A Copa não precisa de governos federal, estadual ou municipal. Ela mexe com a persona, a própria alma nacional. Já foi dito que a seleção é a pátria de chuteiras. Não é bem isso. As chuteiras quase não importam. Importa o "Brasil", é ele quem ganha ou perde -o resto é silêncio.
Passo pelas ruas em festa e vejo que são raras as fotos dos jogadores, mesmo daqueles que são mais queridos e badalados.
Cada um tem os seus ídolos quando se trata propriamente de futebol, mas, durante uma Copa, valor mais alto se levanta.
Não é Ronaldinho Gaúcho, nem o outro Ronaldo, nem Kaká nem Cafu nem Parreira que contam e cantarão vitória -se ela vier mesmo.

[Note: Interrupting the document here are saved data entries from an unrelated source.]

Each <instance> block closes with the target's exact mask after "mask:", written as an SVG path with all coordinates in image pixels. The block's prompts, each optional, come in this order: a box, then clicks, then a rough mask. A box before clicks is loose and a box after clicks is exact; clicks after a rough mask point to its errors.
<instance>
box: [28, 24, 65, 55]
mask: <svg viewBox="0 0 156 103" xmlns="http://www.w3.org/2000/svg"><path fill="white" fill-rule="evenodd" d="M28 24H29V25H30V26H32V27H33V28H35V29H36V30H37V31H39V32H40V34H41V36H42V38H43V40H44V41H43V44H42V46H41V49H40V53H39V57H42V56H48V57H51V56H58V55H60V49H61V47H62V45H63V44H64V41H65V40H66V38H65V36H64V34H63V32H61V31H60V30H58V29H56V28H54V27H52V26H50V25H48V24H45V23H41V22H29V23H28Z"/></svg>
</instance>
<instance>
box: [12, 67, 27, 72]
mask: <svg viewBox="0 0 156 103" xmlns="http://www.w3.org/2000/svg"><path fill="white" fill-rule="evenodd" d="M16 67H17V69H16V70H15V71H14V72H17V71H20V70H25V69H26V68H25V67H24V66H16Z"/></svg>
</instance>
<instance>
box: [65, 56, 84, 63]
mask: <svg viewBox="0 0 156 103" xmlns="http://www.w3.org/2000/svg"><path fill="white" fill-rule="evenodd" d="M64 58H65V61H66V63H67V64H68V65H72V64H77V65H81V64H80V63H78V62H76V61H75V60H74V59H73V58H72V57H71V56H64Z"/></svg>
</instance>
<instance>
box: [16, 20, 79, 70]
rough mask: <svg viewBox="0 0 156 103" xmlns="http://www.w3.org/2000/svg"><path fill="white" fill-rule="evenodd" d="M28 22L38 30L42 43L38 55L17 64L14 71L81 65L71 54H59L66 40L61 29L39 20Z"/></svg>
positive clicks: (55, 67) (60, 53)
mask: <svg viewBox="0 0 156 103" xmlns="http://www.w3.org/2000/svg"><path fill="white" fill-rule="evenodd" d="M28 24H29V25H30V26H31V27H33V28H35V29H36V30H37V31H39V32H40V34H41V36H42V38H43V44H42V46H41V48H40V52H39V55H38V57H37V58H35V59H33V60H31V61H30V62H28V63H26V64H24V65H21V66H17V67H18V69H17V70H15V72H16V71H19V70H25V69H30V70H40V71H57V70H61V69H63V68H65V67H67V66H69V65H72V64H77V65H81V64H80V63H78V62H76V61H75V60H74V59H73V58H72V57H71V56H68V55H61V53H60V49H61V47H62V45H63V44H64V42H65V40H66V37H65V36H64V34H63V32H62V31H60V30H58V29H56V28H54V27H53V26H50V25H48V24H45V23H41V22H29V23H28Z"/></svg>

O que contará, para o bem ou para o mal, é a pátria, a família amplificada segundo Ruy Barbosa, sendo a família o indivíduo simplificado.
Lembro a Copa de 70, num dos piores momentos do regime militar que sofríamos. Houve até uma campanha para que o povo torcesse contra o Brasil, para não encher o gás da ditadura.
Não adiantou. As mesmas bandeiras, as mesmas faixas verde-amarelas que o governo espalhava pelo país o ano todo, para incrementar o civismo dos tempos totalitários, enrolaram o povo na grande festa do tricampeonato.